跨世煞神,铁塔惊现
屋顶青瓦冰凉,刺骨寒意如毒蛇吐信,沿掌心瞬间窜遍四肢百骸。
沈墨月的心脏骤然被无形大手狠狠攥紧,猛地向内一拧——
剧烈的窒闷感席卷全身,呼吸骤停。
她指尖骤然收紧,死死扣住自己的手腕,指节用力到泛出青白,尖锐的指甲深深掐进掌心皮肉——
清晰的刺痛蔓延开来,却根本压不住胸腔内翻涌的惊涛骇浪。
从骨髓深处滋生的本能震颤,顺着血脉疯狂游走,几乎要彻底吞噬她多年淬炼的冷静与理智。
冷静。
她在心底反复碾磨这两个字,一遍又一遍,近乎偏执地自我拉扯——
“冷静……冷静……冷静!”
无声的默念在心底反复回荡,她强行压下紊乱的气息,稳住微微发颤的身形。
那双素来锐利沉稳的眼眸,死死锁住下方铁塔般的魁梧身影,不敢有半分移开。
不可能。
绝对不可能。
一定是夜色迷离、心神恍惚,生出了错觉。
代号“铁塔”的那个魔鬼——
那个盘踞在世间黑暗最底层的顶级狠人,国际通缉榜单、六扇门悬赏榜上稳居十七位——
挂了整整七年的地下阎王爷贴身保镖。
绝不会出现在这里。
绝不会。
她的思绪如闪电般回溯——
顶级特种部队退役,战力评级实打实的SS级。真实国籍、姓名、来历尽数成谜,无人知晓。

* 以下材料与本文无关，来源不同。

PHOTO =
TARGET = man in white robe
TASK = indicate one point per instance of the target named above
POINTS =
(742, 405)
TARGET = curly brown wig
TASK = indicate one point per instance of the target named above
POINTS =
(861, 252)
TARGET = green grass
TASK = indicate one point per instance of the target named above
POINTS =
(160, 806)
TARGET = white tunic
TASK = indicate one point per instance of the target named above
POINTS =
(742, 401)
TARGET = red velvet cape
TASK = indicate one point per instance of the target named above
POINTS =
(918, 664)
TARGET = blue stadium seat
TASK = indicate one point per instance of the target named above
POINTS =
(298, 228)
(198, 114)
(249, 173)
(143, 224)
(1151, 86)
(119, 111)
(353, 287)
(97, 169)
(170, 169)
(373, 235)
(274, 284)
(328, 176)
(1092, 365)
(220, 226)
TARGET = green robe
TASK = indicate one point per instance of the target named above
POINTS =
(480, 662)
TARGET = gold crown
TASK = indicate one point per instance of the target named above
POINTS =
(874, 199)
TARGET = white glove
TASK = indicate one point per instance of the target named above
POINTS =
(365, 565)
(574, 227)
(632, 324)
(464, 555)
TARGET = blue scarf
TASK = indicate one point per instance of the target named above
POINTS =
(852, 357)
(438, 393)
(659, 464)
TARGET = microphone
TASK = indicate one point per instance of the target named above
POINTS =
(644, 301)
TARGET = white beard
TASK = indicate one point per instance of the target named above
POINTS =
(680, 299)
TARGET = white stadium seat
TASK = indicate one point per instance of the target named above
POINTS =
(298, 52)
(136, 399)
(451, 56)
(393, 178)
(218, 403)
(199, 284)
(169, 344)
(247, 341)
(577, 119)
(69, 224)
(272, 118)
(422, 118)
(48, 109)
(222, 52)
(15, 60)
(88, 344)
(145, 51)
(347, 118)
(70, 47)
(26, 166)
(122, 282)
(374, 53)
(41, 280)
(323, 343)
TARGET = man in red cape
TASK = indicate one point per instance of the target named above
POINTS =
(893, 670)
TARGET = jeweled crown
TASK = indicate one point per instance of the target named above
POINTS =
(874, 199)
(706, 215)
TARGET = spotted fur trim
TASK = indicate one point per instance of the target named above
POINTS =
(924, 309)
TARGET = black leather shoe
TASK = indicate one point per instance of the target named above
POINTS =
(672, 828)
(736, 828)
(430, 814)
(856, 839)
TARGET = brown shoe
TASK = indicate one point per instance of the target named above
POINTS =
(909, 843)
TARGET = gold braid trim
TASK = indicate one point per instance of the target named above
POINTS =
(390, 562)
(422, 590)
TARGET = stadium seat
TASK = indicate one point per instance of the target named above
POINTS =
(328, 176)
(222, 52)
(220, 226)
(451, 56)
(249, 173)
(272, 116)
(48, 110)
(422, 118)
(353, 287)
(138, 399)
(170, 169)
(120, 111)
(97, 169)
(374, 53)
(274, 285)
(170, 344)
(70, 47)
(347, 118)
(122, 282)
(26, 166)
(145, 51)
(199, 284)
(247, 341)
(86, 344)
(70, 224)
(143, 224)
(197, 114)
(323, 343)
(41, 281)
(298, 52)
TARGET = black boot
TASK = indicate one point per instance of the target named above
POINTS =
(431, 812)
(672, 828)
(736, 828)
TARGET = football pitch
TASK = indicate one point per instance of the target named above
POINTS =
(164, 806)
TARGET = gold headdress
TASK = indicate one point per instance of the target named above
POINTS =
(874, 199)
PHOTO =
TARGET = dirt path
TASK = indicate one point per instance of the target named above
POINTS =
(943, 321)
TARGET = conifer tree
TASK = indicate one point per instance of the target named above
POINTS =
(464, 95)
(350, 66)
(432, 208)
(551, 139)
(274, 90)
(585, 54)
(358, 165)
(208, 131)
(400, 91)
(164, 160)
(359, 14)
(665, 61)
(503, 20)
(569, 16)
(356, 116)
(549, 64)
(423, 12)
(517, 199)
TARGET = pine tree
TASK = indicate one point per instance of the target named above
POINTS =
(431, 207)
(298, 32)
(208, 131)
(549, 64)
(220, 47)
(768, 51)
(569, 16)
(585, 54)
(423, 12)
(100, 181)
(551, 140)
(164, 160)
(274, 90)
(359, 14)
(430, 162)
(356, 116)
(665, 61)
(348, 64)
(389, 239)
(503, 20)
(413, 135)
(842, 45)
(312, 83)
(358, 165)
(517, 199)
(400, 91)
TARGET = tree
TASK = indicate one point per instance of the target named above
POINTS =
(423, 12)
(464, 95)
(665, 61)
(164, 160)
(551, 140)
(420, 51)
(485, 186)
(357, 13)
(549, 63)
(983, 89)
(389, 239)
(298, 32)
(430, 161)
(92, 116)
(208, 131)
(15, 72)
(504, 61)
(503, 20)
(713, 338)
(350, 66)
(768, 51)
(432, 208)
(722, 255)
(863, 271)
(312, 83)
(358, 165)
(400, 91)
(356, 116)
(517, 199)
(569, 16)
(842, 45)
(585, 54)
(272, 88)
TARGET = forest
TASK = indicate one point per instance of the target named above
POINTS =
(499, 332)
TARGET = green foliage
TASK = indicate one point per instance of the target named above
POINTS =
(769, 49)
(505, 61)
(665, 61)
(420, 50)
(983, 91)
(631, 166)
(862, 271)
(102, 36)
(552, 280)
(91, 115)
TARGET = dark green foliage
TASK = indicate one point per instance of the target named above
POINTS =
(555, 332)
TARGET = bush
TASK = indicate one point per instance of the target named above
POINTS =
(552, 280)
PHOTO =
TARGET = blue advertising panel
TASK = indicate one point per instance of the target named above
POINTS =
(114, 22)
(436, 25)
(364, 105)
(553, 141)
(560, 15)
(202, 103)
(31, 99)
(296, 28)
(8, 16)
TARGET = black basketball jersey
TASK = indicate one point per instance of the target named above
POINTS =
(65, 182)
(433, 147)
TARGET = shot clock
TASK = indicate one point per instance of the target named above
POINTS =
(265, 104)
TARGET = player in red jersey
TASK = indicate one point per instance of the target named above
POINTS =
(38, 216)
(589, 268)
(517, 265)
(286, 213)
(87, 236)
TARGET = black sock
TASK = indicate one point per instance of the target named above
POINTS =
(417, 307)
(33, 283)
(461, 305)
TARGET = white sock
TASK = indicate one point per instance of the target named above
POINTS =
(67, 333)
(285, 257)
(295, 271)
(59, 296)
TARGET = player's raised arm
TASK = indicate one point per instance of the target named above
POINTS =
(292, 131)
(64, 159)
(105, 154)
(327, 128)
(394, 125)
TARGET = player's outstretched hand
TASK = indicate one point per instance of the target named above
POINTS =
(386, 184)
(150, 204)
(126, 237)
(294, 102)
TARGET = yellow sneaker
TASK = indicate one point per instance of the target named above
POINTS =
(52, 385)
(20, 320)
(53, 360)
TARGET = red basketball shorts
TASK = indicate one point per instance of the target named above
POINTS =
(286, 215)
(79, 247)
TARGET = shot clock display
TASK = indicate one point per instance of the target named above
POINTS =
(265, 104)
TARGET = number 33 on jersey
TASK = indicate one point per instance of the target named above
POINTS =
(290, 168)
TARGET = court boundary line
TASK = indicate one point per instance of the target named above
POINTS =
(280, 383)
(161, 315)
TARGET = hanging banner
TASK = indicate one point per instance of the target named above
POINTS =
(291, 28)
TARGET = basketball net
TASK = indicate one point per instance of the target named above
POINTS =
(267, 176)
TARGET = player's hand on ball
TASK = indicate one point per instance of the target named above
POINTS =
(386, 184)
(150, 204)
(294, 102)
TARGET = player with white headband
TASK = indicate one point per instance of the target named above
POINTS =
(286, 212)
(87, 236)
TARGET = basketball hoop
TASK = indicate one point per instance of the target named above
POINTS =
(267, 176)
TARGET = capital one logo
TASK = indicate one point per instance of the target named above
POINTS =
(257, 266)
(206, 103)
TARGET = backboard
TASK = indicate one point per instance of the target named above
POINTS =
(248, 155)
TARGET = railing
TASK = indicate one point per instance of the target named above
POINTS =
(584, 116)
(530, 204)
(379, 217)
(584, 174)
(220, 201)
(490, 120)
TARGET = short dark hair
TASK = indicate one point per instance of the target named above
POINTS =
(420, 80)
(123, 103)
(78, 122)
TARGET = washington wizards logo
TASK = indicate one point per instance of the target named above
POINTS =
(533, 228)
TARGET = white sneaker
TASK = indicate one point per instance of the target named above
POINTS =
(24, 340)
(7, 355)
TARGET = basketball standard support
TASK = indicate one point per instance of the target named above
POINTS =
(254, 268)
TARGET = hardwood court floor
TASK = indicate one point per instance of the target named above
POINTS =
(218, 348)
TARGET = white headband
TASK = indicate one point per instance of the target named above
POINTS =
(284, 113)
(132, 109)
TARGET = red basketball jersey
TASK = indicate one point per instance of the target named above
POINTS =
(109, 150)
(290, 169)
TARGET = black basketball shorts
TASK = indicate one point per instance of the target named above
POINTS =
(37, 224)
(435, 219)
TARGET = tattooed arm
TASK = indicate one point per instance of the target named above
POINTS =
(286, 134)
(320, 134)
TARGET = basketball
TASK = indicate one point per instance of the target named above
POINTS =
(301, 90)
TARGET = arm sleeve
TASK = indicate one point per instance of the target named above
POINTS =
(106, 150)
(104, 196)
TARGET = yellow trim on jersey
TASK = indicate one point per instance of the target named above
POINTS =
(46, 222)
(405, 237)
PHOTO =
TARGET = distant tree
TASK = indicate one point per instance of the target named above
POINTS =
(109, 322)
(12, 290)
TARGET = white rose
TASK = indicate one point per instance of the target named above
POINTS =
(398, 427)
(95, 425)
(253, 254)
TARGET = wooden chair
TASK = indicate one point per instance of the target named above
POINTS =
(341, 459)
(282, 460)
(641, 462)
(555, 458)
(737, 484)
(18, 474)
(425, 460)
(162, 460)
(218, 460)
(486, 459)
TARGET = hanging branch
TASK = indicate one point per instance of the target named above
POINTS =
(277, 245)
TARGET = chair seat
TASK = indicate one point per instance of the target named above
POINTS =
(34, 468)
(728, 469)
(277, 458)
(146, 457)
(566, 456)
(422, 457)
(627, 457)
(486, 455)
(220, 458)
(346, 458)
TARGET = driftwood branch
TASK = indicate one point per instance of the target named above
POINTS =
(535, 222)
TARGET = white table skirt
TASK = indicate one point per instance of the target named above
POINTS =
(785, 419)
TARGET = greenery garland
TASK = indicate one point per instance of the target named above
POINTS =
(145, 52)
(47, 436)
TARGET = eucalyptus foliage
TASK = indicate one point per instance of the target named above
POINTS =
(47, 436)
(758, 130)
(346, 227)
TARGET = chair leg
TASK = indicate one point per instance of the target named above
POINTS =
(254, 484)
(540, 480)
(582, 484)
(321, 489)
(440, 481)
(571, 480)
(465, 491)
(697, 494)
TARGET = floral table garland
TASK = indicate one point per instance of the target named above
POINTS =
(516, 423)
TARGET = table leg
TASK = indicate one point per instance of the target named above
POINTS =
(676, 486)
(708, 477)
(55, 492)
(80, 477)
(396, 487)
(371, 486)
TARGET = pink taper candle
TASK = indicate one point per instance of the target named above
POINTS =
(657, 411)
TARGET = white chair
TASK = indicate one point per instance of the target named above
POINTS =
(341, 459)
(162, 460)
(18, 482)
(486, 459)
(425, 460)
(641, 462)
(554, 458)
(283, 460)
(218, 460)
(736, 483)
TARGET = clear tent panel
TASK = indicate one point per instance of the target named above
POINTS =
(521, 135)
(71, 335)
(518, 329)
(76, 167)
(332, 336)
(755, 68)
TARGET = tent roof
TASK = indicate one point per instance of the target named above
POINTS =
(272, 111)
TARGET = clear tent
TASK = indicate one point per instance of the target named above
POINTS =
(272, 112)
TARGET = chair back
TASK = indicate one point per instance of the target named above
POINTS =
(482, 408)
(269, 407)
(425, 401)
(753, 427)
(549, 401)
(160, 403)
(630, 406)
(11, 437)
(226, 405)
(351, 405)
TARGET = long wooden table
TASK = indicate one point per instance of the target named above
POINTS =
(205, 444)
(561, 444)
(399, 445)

传言他失踪之后,投奔江湖最大地下势力“阎王”组织,成为头目“阎罗”最忠心的左膀右臂。
七年之间,辗转各国执行暗杀任务四十余次——
招招致命、无一失手,从未有过败绩。
是赫赫有名的恐怖存在。
他更是那个横跨七国、残害数千万人的地下器官贩卖网络里——
最冷血、最忠诚的守门恶犬。
这样一个本该埋骨现代尘埃、沉寂于世间黑名单的煞神,怎么会出现在千年前的大靖王朝?
他怎么会出现在古代?
“一定是我看错了!”
沈墨月心底疯狂嘶吼,嘴唇翕动,无声吐息,不肯置信。
她猛地抬手,狠狠掐向自己的大腿,尖锐的痛感瞬间传来,清晰而真切——
疼。
不是幻觉。
眼底的身影真实得刺骨,过往的梦魇清晰得骇人。
“那一定是哪里出了问题——”
她强行稳住心神,咬住嘴唇,牙关紧咬到几乎崩碎——
“天下样貌相似之人数不胜数,何止千万。不过是身形相仿、疤痕雷同的巧合罢了……只是长得像而已。”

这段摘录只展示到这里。